The arrival of CIS caused a shift. Here the phys mon and vents etc were still connected by a local physical network supplied by the medical equipment companies and managed through Clin Eng. However, CIS also requires a medical Grade PC network that sits on the hospitals network infrastructure owned by the ICT dept. In Ireland hospital ICT departments developed to meet Business Systems needs and so the ICT depts are light on engineers and clinical people and populated more with business admin and project managers who outsource a lot of the technical aspects of the ICT infrastructure. In my hospital I was lucky as my local ICT dept had supported a number of staff with an interest in network engineering to retrain, and had seconded a number of nurses to manage the interface with clinical departments, many of whom had undertaken an MSc in health informatics. Nevertheless we needed to find a way for a team to be established and take a collective responsibility for what was our first Medical IT Network i.e. a converged hospital network that contained medical equipment. We went slowly and pretty much kept medical equipment on a separate physical network and the carefully managed the single interface to the wider network.

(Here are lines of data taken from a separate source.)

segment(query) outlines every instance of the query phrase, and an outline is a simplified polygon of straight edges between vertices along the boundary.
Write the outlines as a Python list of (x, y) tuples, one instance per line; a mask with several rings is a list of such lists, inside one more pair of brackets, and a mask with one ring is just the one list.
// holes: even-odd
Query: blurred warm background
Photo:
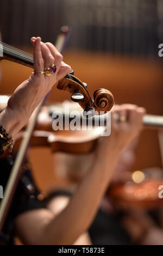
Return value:
[[(113, 93), (116, 103), (136, 104), (158, 115), (163, 115), (162, 60), (158, 54), (163, 40), (162, 14), (161, 0), (0, 2), (3, 42), (32, 53), (32, 36), (54, 43), (61, 26), (68, 25), (72, 33), (64, 60), (86, 82), (92, 95), (104, 87)], [(32, 72), (7, 60), (1, 66), (1, 94), (12, 94)], [(48, 102), (65, 99), (69, 94), (54, 88)], [(47, 191), (57, 181), (49, 149), (31, 149), (30, 160), (37, 184)], [(155, 166), (162, 167), (157, 131), (146, 130), (131, 170)]]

Today, I am in a new organisation designing a new facility. There are valid financial and opperational pressures to put medical equipment onto hospital converged networks. This requires the hospital to establish a team who understand not only the ICT engineering aspects but also the medical equipment engineering theory and the clinical application that can be impacted by adverse events arising from network failure. So we have spent a considerable effort in discussing this as a shared responsibility between Clin Eng / Medical Physics and ICT. We are in a good place with that discussion and recent high profile cyber attacks on hospitals has given this discussion a profile at executive level. I think the way its going to fall out is that Clin Eng will establish a team to work with ICT on Medical IT Networks, just as we have an ICU team, an Dialysis team etc.

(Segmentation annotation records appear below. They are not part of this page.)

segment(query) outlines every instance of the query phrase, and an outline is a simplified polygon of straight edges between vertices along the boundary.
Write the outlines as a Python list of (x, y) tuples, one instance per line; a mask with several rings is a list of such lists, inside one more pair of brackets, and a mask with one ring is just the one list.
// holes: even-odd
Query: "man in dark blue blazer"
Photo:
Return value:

In this world of hyper specialisation it seems very hard for ICT folks to work into clin eng space, but we as clinical engineers can learn the ICT engineering and reach into their space. Important to work as a team and keep the focus on supporting activity that benefits patients and avoid professional power games…… Clinical Engineers working constructively with ICT to deliver better and safer Medical ICT Networks in a value add.